In 2017, for example, Children’s Hospital of Dallas paid $3.2 million for failing to implement a risk management plan and to encrypt ePHI on its laptops, work stations, mobile devices and removable storage media until 2013.  The hospital had filed a data breach report in 2010 following the loss of an unencrypted, non-password-protected mobile device and another in 2013 following the theft of an unencrypted laptop.  An OCR investigation revealed that the hospital issued unencrypted mobile devices to nurses and allowed members of the workforce to continue using unencrypted laptops and other devices.

Reports of HIPAA resolution agreements and civil monetary penalties surface regularly on OCR’s website and in news reports, revealing new ways in which privacy and security regulations have been overlooked, misunderstood or neglected.

Top Troublespots

Following are 10 of the most common reasons for HIPAA citations, from Laurie Zabel, CHC, CPC, of MedSafe.  We encourage providers to incorporate consideration for all of these scenarios into their HIPAA compliance plans.

Employees disclosing information, such as employees gossiping about patients to friends or co-workers.

Medical record mishandling, such as leaving a patient chart in a location where another patient can see it.

Lost or stolen devices.  All devices must be password protected and encrypted.  Mobile devices are most vulnerable to theft.

Texting patient information.  Texting is easy and may seem harmless, but it is potentially placing patient information in the hands of cybercriminals.
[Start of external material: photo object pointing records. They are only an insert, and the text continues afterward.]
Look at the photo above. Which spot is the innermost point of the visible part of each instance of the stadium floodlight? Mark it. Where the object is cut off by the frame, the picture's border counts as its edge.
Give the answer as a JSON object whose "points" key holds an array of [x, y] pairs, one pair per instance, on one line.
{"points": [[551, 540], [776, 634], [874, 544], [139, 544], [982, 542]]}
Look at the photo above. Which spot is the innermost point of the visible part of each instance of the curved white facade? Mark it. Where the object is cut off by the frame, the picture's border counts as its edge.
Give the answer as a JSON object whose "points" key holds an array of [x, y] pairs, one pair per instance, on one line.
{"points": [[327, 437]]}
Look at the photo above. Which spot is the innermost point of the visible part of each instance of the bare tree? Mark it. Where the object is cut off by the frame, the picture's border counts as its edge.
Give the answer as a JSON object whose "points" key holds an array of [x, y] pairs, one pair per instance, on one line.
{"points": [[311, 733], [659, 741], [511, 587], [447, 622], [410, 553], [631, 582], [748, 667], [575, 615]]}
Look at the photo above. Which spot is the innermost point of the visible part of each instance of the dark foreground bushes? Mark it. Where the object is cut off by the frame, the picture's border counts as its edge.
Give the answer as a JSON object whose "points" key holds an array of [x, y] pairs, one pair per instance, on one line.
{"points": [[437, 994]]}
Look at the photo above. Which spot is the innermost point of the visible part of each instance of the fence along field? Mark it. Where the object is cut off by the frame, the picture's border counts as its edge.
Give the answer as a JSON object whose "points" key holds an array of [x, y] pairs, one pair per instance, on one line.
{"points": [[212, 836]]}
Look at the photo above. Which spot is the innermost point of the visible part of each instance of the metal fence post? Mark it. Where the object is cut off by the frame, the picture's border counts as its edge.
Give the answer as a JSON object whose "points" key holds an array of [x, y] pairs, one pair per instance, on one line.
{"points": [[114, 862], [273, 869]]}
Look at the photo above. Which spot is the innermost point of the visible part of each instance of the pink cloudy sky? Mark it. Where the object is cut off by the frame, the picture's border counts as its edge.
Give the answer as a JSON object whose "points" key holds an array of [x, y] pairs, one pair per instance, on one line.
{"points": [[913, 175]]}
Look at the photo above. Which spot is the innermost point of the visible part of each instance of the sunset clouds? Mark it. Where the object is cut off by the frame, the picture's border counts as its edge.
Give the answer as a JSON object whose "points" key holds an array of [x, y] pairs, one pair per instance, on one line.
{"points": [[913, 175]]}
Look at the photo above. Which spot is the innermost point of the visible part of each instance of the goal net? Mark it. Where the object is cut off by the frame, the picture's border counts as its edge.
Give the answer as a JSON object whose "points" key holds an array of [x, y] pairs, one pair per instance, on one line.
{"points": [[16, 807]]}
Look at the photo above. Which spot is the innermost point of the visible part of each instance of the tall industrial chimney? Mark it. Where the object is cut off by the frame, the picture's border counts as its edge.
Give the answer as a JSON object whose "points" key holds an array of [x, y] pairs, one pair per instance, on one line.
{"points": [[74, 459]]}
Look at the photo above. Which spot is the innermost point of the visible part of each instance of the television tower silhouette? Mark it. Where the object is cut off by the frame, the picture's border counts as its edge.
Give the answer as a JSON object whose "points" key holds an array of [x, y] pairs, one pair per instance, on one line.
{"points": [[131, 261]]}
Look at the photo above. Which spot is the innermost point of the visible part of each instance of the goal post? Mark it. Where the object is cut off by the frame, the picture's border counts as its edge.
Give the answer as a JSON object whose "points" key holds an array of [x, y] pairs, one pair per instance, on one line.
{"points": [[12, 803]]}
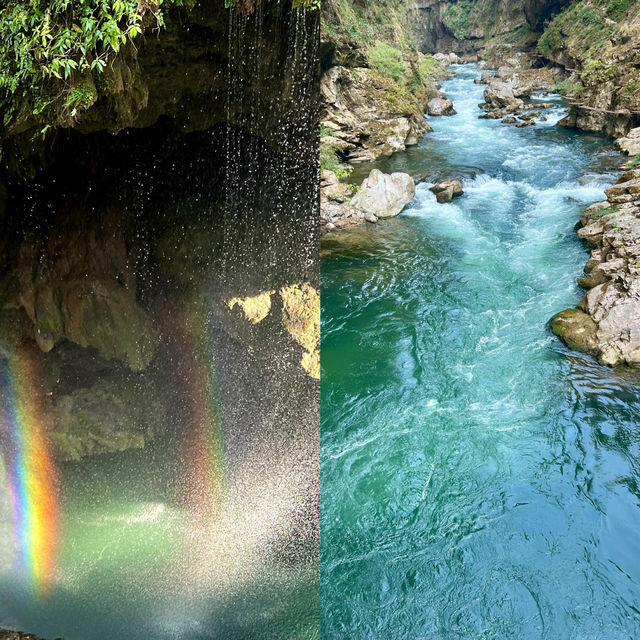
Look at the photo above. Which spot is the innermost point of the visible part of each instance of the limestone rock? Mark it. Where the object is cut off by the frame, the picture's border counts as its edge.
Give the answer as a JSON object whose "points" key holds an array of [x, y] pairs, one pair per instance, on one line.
{"points": [[446, 191], [607, 321], [79, 284], [384, 195], [576, 329], [440, 107]]}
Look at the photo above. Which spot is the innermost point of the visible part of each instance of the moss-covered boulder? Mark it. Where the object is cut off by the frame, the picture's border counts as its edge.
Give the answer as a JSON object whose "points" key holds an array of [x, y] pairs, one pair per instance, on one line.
{"points": [[577, 330]]}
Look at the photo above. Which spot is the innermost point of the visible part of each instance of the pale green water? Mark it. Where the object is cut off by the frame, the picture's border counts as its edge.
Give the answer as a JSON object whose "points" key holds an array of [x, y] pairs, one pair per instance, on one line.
{"points": [[478, 479], [128, 567]]}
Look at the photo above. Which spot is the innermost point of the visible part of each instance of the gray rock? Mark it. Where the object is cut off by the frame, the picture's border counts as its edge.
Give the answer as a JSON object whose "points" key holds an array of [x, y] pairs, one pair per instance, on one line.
{"points": [[447, 191], [440, 107], [383, 195]]}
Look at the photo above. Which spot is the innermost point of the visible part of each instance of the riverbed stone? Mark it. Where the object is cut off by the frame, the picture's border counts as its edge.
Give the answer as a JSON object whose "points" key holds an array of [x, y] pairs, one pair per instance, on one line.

Social media.  All employees should know that the use of social media to share patient information is a HIPAA violation.

Employees illegally accessing patient files.  Whether out of curiosity, spite or as a favor for a friend, unauthorized access to patient information is illegal.

Social breaches.  An individual may ask innocently about their friend, who is a patient. It is best to have an appropriate response planned well in advance to reduce the potential of accidentally releasing PHI.

Authorization requirements.  Written consent is required for the use or disclosure of an individual’s PHI that is not used for treatment or payment. It is always best to obtain prior authorization before releasing any information.

Accessing patient information on home computers could result in a HIPAA violation if the screen is accidentally left on and a family member uses the computer.

Lack of training.  HIPAA law requires all employees, volunteers, interns and anyone with access to patient information to be trained.

We advise medical groups to check with their hospitals about the facilities’ HIPAA compliance programs as well.

OCR has extensive resources to assist organizations in understanding the requirements and implementing the necessary measures to promote compliance, including a Security Risk Assessment Tool, training materials for employees and staff, and a HIPAA FAQs search tool.